This week, I found myself in a conversation, an interesting conversation with lots of potential, a conversation that really didn’t get the time it deserved, because I was between meetings. The conversation was about blood, about spilled blood, specifically about the blood of Jesus.
Way back, when the Jesus movement was new, before the “new testament” was even scripture, some people expressed their hopes and longings, as well as their experiences and perceptions, in stories they told aloud, and in letters to groups of people forming around the Jesus movement. They told the stories in ways that were truthful and faithful.
Sadly, over the course of not too many generations, followers of Jesus got lazy and contentious, and the movement got co-opted (see also “Constantine,” “imperialism,” “political oppression”), just as religion always does by people who have a stake in systems remaining intact.
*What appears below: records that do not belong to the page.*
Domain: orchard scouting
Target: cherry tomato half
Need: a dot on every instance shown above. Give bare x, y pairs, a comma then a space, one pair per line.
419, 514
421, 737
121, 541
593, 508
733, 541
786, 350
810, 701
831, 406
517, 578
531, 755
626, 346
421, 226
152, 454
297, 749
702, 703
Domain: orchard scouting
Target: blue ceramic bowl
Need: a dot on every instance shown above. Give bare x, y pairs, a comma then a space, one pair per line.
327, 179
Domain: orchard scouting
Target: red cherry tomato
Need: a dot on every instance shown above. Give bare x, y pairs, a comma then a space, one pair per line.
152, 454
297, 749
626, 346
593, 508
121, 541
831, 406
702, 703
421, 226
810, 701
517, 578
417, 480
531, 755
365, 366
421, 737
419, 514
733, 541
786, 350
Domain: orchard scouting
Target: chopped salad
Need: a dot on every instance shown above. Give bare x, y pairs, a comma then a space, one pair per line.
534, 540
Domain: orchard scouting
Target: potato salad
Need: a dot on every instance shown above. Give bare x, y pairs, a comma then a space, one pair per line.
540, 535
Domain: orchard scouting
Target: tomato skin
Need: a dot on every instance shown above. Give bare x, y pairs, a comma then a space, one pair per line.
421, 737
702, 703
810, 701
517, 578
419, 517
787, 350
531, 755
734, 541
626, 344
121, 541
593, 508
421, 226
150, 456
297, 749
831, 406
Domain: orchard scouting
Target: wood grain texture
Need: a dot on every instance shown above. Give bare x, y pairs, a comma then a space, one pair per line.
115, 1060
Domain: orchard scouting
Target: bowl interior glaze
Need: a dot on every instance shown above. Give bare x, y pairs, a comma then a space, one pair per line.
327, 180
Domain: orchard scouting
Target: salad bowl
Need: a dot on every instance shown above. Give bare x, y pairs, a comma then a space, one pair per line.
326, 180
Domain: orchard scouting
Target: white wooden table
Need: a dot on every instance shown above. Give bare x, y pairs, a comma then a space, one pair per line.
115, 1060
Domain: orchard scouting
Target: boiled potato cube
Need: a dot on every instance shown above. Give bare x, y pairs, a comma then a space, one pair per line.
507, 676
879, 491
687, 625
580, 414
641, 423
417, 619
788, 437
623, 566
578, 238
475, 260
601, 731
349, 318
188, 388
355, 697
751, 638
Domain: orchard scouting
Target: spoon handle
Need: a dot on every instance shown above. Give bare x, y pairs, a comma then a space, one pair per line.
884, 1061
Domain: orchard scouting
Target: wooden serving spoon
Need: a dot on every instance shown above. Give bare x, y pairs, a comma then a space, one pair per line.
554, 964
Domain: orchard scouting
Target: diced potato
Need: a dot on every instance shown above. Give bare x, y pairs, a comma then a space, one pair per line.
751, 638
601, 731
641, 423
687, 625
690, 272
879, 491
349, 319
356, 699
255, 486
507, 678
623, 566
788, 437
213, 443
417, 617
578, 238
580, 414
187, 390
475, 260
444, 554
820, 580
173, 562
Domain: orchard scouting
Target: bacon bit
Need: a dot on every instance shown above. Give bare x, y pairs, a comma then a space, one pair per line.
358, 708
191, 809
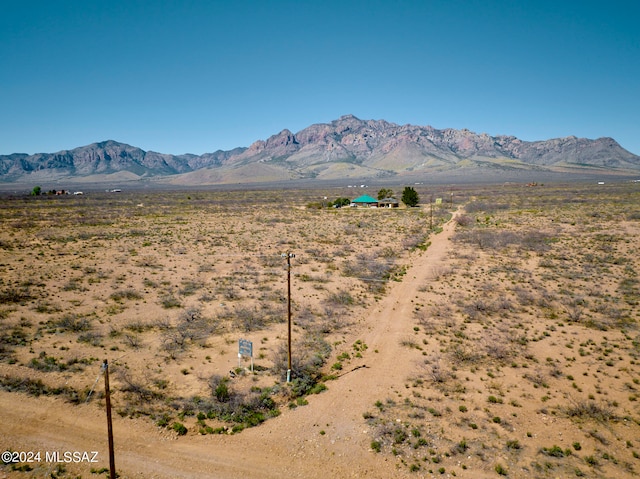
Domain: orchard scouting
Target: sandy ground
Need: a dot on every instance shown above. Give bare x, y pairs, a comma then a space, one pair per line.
290, 445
These days, we find ourselves too often parsing – or reciting – ancient language rather than telling our own stories of faith about the world and its Creative Source.
That doesn’t really accomplish anything, except draw lines around who’s in and who’s out. And I’m so pleased that my new congregation, Woodside Church, has committed itself to a wider theological lens. Woodside is American Baptist and United Church of Christ, and committed to living in the tension.
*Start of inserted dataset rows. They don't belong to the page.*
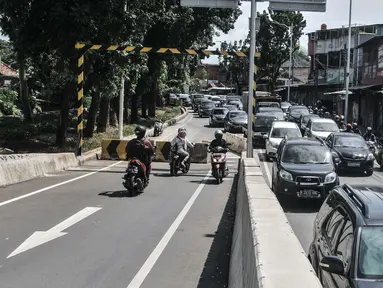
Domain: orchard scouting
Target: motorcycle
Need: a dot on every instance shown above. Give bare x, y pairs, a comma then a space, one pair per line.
175, 163
158, 128
218, 163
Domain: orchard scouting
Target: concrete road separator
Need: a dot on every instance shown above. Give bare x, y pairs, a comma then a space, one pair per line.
152, 259
265, 251
57, 185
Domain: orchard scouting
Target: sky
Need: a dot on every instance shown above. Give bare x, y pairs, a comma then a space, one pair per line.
364, 12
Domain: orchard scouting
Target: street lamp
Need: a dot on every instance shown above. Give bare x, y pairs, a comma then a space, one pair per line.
348, 64
290, 28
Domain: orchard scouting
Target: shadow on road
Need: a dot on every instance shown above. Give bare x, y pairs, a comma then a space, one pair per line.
116, 194
299, 206
216, 269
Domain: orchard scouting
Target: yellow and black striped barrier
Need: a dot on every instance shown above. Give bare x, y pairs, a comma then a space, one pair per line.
159, 50
114, 149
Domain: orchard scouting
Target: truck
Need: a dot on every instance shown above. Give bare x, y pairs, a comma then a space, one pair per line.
261, 97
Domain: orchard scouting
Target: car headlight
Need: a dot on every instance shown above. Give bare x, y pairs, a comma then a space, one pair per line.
370, 157
286, 175
330, 178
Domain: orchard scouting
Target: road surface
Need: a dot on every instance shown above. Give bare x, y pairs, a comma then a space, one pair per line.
73, 229
302, 217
I'm pleased, but I’m also challenged by Woodside’s wider approach. Spending our time in groups of people who think exactly like we do is easier, of course, but it makes us dull, soft. We start to speak in shortcuts, in a language that we assume needs no examination. Which is how the language of “blood” became a conversation this week.
One of the things church has said for a long time is that Jesus’ blood was shed for us. It’s in the bible; we say it in communion; we sing it in myriad hymns new and old. It’s worth asking, not whether it is true necessarily, but what we mean when we claim that. And this week, I was compelled to think about it again.
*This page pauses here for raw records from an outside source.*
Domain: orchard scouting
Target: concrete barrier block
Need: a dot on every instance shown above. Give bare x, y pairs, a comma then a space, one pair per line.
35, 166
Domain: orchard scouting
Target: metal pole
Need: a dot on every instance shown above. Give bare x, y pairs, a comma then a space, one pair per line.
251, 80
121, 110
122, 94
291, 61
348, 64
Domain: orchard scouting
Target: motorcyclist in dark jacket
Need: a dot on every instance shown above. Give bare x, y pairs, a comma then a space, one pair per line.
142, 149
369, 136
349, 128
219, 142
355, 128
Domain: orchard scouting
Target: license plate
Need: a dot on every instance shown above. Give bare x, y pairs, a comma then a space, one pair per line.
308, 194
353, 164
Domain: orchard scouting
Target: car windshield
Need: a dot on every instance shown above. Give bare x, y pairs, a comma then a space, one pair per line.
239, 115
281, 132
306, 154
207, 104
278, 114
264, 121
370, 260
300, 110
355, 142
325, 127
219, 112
I don’t take lightly the proclamation I make whenever we share communion: the body of Christ, broken; the blood of Christ shed. I believe it, even as historical truth. Jesus of Nazareth, who for me is Christ chosen of God, was beaten and killed. His body endured torment, he bled and died. The rub is the next part of the sentence. What do you say next? Body broken, blood shed “for you”? “as a payment (expiation, we like to say) for our sins”? “to satisfy God’s ledger book or thirst for blood”?
In the broad theological spectrum at Woodside, (and perhaps in your place too) there are folks who cringe at this language as well as those who take comfort in it. Personally, it is not the language of my faith. If Jesus’ death was God’s plan, then the people who killed him should be celebrated as faithful, obedient saints, I think. If his blood was a payment for my inability to live as God imagines, that suggests to me something about God: that God requires a settling of accounts by human sacrifice. That’s not something I am willing to claim, although I respect those who do, and I’m so glad there is room at Woodside for all of us.
When I think of Jesus’ bloody death, I think more about Jesus’ rebellious life: he was crucified for insurrection, for trying to change the system, for believing and teaching that power was in the wrong hands.
That’s not about deb, except as deb is part of humanity, suffocated by those with misplaced power, at the same time enjoying extraordinary benefits from sharing in that power. I am part of the system, part of the problem, so yes, Jesus’ death was about getting me, getting US, out of that and onto a new path. Jesus’ blood was spilled for me, not because I was his target for individual redemption, but because the whole of creation is dying a slow death from an unsustainable system and he saw it and tried to tell us there is something better, if we’d only be willing to open our minds to God’s imagination. So, I claim that bloody death as a grace to me because I need what he was trying to bring – a world of peace and justice for all its inhabitants. The blood of Christ for me? Yes.
I’m telling you this because it is Lent. During this season particularly, as we Christians head toward Good Friday, we ponder “atonement,” the reconciling work of God in Jesus. We’ll sing hymns with language that makes us squirm and hear scripture readings we’d prefer to clip out and toss. My hope is that in the discomfort, we’ll examine anew just what we believe about Jesus, how we relate to God through him, and why we continue to claim a place in the movement that bears his name.
Happy Lent. May the conversations always be so uncomfortably enriching.